1. Field of the Invention
The invention generally relates to broadcast scan, and, more particularly, to a method for efficiently inserting scan elements into scan chains to reduce or eliminate bit collisions.
2. Description of the Related Art
Scan testing of circuits is accomplished by connecting scan elements (i.e., latches or flip-flops) in series in a test path so that the output of each scan element is fed to the input of the next scan element in the scan chain. Each test pattern is shifted in to the scan chain via a scan-in pin. Then, the test pattern from the scan element in the scan chain is shifted in to a cone of logic (i.e., a combination logic in a circuit that resolves to a single point) under test. In a broadcast scan technique, each scan-in pin is fanned out to multiple scan chains. That is, each test pattern that is scanned into the chip via a single scan-in pin passes through multiple scan chains. Thus, the same values (e.g., 0 or 1) appear at the inputs of the set of scan chains that receive their data from the same scan-in pin. This technique has been shown to reduce test data volume and test time. However, using this technique may cause test coverage to suffer.

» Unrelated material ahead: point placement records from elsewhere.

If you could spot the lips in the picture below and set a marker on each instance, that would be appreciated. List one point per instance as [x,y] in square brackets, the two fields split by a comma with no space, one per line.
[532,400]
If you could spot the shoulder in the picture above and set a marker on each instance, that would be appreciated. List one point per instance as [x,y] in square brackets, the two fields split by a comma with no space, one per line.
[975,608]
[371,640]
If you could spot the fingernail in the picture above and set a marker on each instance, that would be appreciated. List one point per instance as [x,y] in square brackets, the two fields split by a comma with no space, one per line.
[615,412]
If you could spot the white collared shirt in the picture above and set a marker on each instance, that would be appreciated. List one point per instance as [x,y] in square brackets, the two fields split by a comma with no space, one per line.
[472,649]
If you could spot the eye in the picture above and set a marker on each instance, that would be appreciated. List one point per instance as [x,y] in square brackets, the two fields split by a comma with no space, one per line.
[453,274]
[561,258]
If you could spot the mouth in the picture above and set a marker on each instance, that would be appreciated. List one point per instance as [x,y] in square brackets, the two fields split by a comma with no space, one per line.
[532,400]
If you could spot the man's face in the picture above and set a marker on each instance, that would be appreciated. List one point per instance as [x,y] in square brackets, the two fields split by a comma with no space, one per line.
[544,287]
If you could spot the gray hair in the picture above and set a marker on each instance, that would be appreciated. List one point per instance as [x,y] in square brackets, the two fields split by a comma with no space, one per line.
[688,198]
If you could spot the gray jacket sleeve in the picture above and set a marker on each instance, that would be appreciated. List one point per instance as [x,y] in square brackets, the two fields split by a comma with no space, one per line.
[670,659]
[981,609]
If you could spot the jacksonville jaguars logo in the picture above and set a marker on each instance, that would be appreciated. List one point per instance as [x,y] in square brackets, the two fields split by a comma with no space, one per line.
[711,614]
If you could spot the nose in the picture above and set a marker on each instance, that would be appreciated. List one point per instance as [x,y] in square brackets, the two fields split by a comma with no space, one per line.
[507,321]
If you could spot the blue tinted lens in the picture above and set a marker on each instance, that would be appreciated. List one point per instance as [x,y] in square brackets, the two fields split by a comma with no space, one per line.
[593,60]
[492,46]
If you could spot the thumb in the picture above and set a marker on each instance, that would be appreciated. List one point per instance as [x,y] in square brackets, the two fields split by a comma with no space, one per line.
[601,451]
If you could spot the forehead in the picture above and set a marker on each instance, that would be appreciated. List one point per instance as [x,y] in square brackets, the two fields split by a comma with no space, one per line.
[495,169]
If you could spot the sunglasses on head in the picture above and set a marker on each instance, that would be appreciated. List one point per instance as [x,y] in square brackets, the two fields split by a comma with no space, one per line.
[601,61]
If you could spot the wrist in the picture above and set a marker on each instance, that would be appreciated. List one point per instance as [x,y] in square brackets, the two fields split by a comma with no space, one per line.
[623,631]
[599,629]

Specifically, when using the broadcast scan technique, the input received by each scan element (i.e., latch or flip-flop) at the same sequential position on different scan chains that receive a test pattern from the same scan-in pin will necessarily have the same value. Collisions can occur if the values required to be scanned-in to test a certain cone of logic must be different. That is, if the logic-under-test requires opposite values on two scan elements that are at the same sequential position on two parallel scan chains that fan out from the same scan-in pin, there will be a collision. This collision may make it harder to generate tests for a fault and may cause the test coverage to suffer.
Several solutions for the problem are known. For example, after test patterns have been applied using the broadcast scan technique, clean-up patterns using full scan (p=1) can be applied to test untested faults. However, these clean-up patterns increase test data volume and test time, thereby, defeating the purpose of using the broadcast scan technique. Alternatively, scan chains can be inserted such that all the scan elements in a certain core or module appear on the same scan chain in the hope that a section of logic will be able to receive opposite values on different input scan elements. However, even if all inputs of a core are on the same scan chain, this ad hoc method cannot be proven to minimize collisions of scan elements, since it is an optimistic guess at best and ensuring that all internal elements of a core lie on the same short scan chain is impossible.
Therefore, there is a need in the art for an improved broadcast scan technique that maximizes test coverage and, more particularly, for a method of efficiently inserting scan elements (i.e., latches or flip-flops) into scan chains to reduce or completely eliminate bit collisions.